Though most of Alice's relatives were killed by the Germans, Alice does not hate them, she says that most Germans are beautiful people and what heppened was a part of the evil of the world that occurs in many places, that's all. "I never hate,hatred brings only hatred", says Alice.She recognizes through the wisdom of age, that retribution is an endless cycle in which eventually we have trouble telling the victim from the perpetrator."Only when we are so old, only then we are aware of the beauty of life."

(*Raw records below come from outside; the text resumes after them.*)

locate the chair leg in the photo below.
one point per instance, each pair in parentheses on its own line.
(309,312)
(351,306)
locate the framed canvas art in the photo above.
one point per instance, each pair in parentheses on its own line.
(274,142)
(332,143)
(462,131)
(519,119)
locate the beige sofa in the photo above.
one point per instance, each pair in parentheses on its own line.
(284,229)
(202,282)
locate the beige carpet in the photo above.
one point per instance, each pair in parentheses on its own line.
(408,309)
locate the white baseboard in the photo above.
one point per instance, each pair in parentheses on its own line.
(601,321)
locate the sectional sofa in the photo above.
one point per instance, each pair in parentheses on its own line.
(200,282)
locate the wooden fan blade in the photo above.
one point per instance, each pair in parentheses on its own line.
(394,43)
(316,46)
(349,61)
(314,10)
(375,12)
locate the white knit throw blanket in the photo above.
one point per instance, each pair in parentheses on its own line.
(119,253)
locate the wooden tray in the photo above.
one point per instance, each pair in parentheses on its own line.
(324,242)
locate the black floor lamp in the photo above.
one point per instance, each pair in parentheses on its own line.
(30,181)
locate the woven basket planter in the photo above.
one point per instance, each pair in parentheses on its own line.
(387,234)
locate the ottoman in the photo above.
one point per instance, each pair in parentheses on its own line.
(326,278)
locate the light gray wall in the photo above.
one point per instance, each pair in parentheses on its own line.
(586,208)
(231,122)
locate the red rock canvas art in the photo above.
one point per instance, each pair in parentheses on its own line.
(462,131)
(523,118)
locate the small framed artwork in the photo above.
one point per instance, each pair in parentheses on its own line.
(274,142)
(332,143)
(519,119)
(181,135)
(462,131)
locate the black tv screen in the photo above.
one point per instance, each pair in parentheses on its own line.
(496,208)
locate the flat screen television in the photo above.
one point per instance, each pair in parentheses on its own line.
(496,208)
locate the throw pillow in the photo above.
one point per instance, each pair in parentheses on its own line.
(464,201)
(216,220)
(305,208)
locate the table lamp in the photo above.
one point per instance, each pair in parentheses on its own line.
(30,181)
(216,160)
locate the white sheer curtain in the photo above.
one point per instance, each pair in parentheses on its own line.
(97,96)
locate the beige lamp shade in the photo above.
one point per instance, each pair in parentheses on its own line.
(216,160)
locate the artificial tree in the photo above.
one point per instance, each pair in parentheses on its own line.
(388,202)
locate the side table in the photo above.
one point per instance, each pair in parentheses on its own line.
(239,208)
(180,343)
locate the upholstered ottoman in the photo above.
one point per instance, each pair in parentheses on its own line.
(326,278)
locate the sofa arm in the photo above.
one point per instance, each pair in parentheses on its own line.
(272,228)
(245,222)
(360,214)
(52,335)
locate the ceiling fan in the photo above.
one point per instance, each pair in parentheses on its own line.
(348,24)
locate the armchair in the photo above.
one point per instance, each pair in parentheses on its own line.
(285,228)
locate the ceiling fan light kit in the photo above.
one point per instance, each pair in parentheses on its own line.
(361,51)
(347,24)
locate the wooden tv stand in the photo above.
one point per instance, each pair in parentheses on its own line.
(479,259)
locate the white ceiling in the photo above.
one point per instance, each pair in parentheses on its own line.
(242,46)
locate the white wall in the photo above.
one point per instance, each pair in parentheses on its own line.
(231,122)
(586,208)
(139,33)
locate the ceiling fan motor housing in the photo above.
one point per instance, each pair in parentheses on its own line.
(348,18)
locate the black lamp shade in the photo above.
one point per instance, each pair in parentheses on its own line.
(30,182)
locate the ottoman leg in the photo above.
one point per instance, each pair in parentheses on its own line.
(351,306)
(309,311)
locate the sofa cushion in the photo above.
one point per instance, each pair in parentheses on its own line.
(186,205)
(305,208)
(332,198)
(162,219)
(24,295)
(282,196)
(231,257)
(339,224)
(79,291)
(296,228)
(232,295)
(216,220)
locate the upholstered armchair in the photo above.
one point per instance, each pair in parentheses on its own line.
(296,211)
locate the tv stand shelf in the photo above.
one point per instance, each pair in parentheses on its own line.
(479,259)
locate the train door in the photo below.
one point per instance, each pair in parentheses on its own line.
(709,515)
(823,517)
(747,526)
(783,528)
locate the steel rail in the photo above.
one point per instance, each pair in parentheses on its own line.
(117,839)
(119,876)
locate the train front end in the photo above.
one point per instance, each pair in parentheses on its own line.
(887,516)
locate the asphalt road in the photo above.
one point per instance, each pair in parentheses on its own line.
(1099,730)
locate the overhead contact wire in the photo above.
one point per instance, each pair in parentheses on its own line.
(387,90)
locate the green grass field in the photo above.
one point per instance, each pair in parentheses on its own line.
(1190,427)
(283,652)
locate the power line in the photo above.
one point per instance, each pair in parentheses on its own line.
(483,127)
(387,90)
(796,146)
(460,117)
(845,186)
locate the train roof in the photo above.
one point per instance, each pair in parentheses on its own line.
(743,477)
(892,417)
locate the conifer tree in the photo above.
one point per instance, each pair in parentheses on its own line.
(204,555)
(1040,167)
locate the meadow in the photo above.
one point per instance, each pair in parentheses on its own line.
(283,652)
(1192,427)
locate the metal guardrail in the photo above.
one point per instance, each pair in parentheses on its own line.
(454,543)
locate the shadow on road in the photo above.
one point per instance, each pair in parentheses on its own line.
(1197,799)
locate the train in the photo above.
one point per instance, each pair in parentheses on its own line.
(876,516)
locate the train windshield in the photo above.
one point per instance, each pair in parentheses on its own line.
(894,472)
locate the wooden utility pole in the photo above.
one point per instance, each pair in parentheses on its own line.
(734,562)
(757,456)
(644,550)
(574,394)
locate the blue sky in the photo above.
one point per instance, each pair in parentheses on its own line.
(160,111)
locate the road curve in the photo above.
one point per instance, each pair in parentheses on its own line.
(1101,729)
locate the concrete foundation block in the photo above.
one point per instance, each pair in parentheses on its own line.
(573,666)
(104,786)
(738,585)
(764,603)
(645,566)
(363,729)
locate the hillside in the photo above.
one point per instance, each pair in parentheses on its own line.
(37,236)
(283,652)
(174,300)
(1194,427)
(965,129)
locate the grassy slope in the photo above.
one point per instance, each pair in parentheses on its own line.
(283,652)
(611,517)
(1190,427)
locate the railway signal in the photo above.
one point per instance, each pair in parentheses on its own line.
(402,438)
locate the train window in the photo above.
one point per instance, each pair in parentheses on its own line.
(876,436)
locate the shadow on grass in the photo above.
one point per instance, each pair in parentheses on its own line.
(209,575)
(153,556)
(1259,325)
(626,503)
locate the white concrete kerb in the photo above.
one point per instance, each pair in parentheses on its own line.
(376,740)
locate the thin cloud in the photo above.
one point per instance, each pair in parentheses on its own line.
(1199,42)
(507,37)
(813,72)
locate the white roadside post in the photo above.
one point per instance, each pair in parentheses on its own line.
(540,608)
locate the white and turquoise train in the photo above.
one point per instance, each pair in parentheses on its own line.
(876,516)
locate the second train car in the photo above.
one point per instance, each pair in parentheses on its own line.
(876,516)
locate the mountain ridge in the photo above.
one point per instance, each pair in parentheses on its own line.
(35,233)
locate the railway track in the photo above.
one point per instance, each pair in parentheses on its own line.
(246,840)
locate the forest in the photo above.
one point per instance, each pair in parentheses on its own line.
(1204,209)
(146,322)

In a short film of her life, Dancing Under the Gallows, Alice says that spiritual food may be more important than actual food. "Music (and in the catagory she includes art and writing) is God. In difficult times you feel it, especially when you are suffering."
Amazingly, Alice feels that her life was made richer by being in the Nazi camps because of what she learned. Her experience there has given her a bottom line that makes the vicissitudes of life "maybe not so bad".
"I have had such a beautiful life. And life is beautiful, love is beautiful, nature and music are beautiful. Everything we experience is a gift, a present we should cherish and pass on to those we love".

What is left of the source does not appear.